Operational trends at Omega Healthcare Investors (NYSE: OHI) are moving in the right direction, according to CEO Taylor Pickett. That said, the company is still working with its operating partners on various challenges affecting their ability to pay rent.
In the second quarter of 2023, the company posted adjusted funds from operations (FFO) of $183 million, a slight decrease compared to the $185 million FFO the company reported during the same period in 2022. Total revenue for 2Q23 was $250.2 million, a $5.5 million increase over the same period in 2022.
Funds available for distribution (FAD) registered at $173 million for the quarter — a stronger than expected result, according to management.
“While we had expected a strong sequential improvement in FAD, as some restructured operators returned to paying rent, this was augmented by unanticipated additional rent payments from some operators on a cash-basis,” Pickett said in a press release.
At the same time, he noted that occupancy among the company’s operating partners was increasing, and that “the tight labor market [is] slowly moderating.”
Still, “while both corporate and industry metrics are improving, the industry is still on the road to recovery and remains quite fragile,” he said.
The Hunt Valley, Maryland-based real estate investment trust (REIT) earlier this year announced it was restructuring a 17-community portfolio operated by Maplewood Senior Living after the operator faced a “modest liquidity crunch” in January.
Omega’s senior housing portfolio consists of 197 senior housing communities throughout the U.S. and the United Kingdom, according to its most recent quarterly disclosure.
On Thursday, the company’s management noted during an earnings call with investors and analysts that although Westport, Connecticut-based Maplewood is on better footing than before, the operator still short-paid its June and July rent by $1 million.
“We currently are working with Maplewood and the estate of [the late CEO] Greg Smith to address these shortfalls,” noted CFO Robert Stephenson.

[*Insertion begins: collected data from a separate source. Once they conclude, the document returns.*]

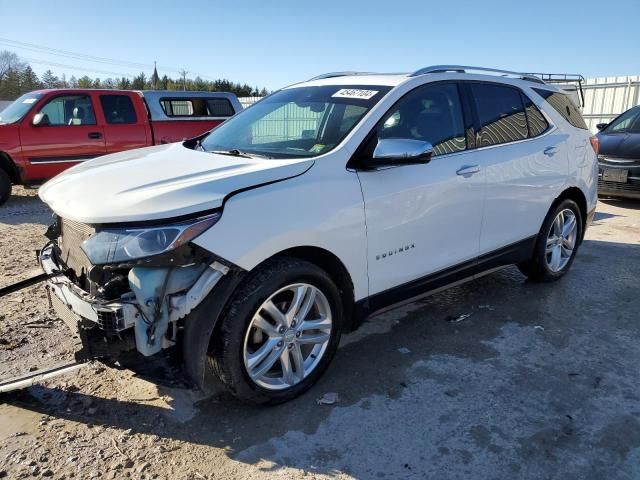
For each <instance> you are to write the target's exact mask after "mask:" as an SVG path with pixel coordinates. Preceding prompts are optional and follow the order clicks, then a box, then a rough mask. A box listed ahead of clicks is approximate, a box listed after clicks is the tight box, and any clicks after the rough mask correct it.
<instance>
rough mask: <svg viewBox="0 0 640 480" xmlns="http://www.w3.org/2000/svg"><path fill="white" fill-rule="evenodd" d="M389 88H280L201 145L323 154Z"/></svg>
mask: <svg viewBox="0 0 640 480" xmlns="http://www.w3.org/2000/svg"><path fill="white" fill-rule="evenodd" d="M390 89H391V87H387V86H377V85H375V86H374V85H366V86H354V85H323V86H320V87H300V88H287V89H284V90H280V91H279V92H276V93H274V94H273V95H270V96H268V97H266V98H265V99H264V100H261V101H260V102H258V103H256V104H255V105H252V106H251V107H249V108H247V109H246V110H244V111H243V112H241V113H239V114H238V115H236V116H235V117H233V118H231V119H230V120H227V122H225V123H223V124H222V125H220V126H219V127H218V128H216V129H215V130H213V131H212V132H211V133H210V134H208V135H207V136H206V137H205V138H204V139H202V142H201V146H202V149H203V150H205V151H216V152H221V151H226V152H242V154H246V155H249V156H250V155H251V154H254V155H256V156H266V157H269V158H276V159H282V158H296V157H315V156H317V155H322V154H323V153H327V152H328V151H329V150H331V149H333V148H334V147H335V146H336V145H338V143H340V141H342V139H343V138H344V137H345V136H346V135H347V134H348V133H349V132H350V131H351V129H352V128H353V127H354V126H355V125H356V124H357V123H358V122H359V121H360V119H361V118H362V117H363V116H364V115H365V114H366V113H367V112H368V111H369V110H370V109H371V107H373V106H374V105H375V104H376V103H378V101H380V99H381V98H382V97H384V95H386V93H387V92H388V91H389V90H390Z"/></svg>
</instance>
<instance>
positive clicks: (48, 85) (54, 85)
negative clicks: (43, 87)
mask: <svg viewBox="0 0 640 480" xmlns="http://www.w3.org/2000/svg"><path fill="white" fill-rule="evenodd" d="M59 85H60V79H58V77H56V76H55V75H54V74H53V72H52V71H51V70H47V71H46V72H44V73H43V74H42V86H43V87H44V88H59Z"/></svg>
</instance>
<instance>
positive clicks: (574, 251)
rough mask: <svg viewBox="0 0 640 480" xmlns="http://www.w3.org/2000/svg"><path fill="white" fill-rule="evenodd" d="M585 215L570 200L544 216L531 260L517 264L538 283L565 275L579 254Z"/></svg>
mask: <svg viewBox="0 0 640 480" xmlns="http://www.w3.org/2000/svg"><path fill="white" fill-rule="evenodd" d="M582 225H583V223H582V214H581V212H580V208H579V207H578V205H577V204H576V203H575V202H574V201H573V200H570V199H566V200H563V201H562V202H560V203H559V204H558V205H557V206H556V207H555V208H553V209H551V210H550V211H549V213H548V214H547V217H546V218H545V220H544V222H543V224H542V228H541V229H540V233H539V234H538V239H537V240H536V246H535V249H534V253H533V257H532V258H531V260H529V261H527V262H524V263H521V264H519V265H518V268H519V269H520V271H521V272H522V273H523V274H524V275H526V276H527V277H529V279H530V280H533V281H536V282H553V281H556V280H558V279H559V278H561V277H563V276H564V275H565V274H566V273H567V271H568V270H569V268H570V267H571V264H572V263H573V260H574V258H575V256H576V253H577V251H578V246H579V245H580V238H582V228H583V227H582Z"/></svg>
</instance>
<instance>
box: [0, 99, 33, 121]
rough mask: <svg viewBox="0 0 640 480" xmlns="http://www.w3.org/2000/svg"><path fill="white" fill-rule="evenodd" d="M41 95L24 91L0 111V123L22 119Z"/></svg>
mask: <svg viewBox="0 0 640 480" xmlns="http://www.w3.org/2000/svg"><path fill="white" fill-rule="evenodd" d="M42 95H43V94H42V93H25V94H24V95H23V96H21V97H20V98H19V99H17V100H16V101H15V102H13V103H12V104H11V105H9V106H8V107H7V108H5V109H4V110H2V111H1V112H0V123H17V122H19V121H20V120H22V118H23V117H24V116H25V115H26V114H27V112H28V111H29V110H31V107H33V106H34V105H35V104H36V102H37V101H38V100H40V99H41V98H42Z"/></svg>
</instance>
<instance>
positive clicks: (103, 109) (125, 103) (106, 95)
mask: <svg viewBox="0 0 640 480" xmlns="http://www.w3.org/2000/svg"><path fill="white" fill-rule="evenodd" d="M100 104H101V105H102V111H103V112H104V118H105V119H106V120H107V123H110V124H113V125H117V124H128V123H136V122H137V121H138V119H137V117H136V111H135V109H134V107H133V102H132V101H131V98H129V96H127V95H100Z"/></svg>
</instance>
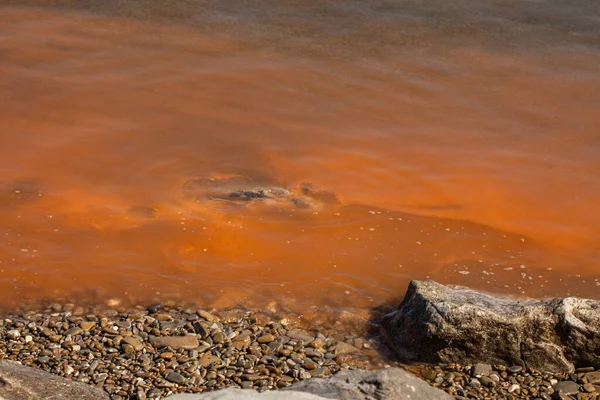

But Maplewood’s latest cash flow projections, anticipated January rate increases and improved census at the operator’s Manhattan community, Inspir Carnegie Hill, give Omega management confidence that “there is a path forward to meet its full contractual rental obligations in the first quarter of 2024,” Stephenson said.
Currently, Inspir Carnegie Hill sits at about 61% average occupancy, which is an uptick from earlier this year.
“We expect another 10% of incremental occupancy … and obviously that has a lot of power in terms of cash to the bottom line,” said Omega COO Daniel Booth during the call Thursday.
And outside of the community in Manhattan, Maplewood is “performing very well,” with average occupancy at pre-Covid levels, he added.
Outside of Maplewood, Omega management is also working with two U.S.-based other operators in its portfolio on restructuring efforts, long-term care providers LaVie and Agemo.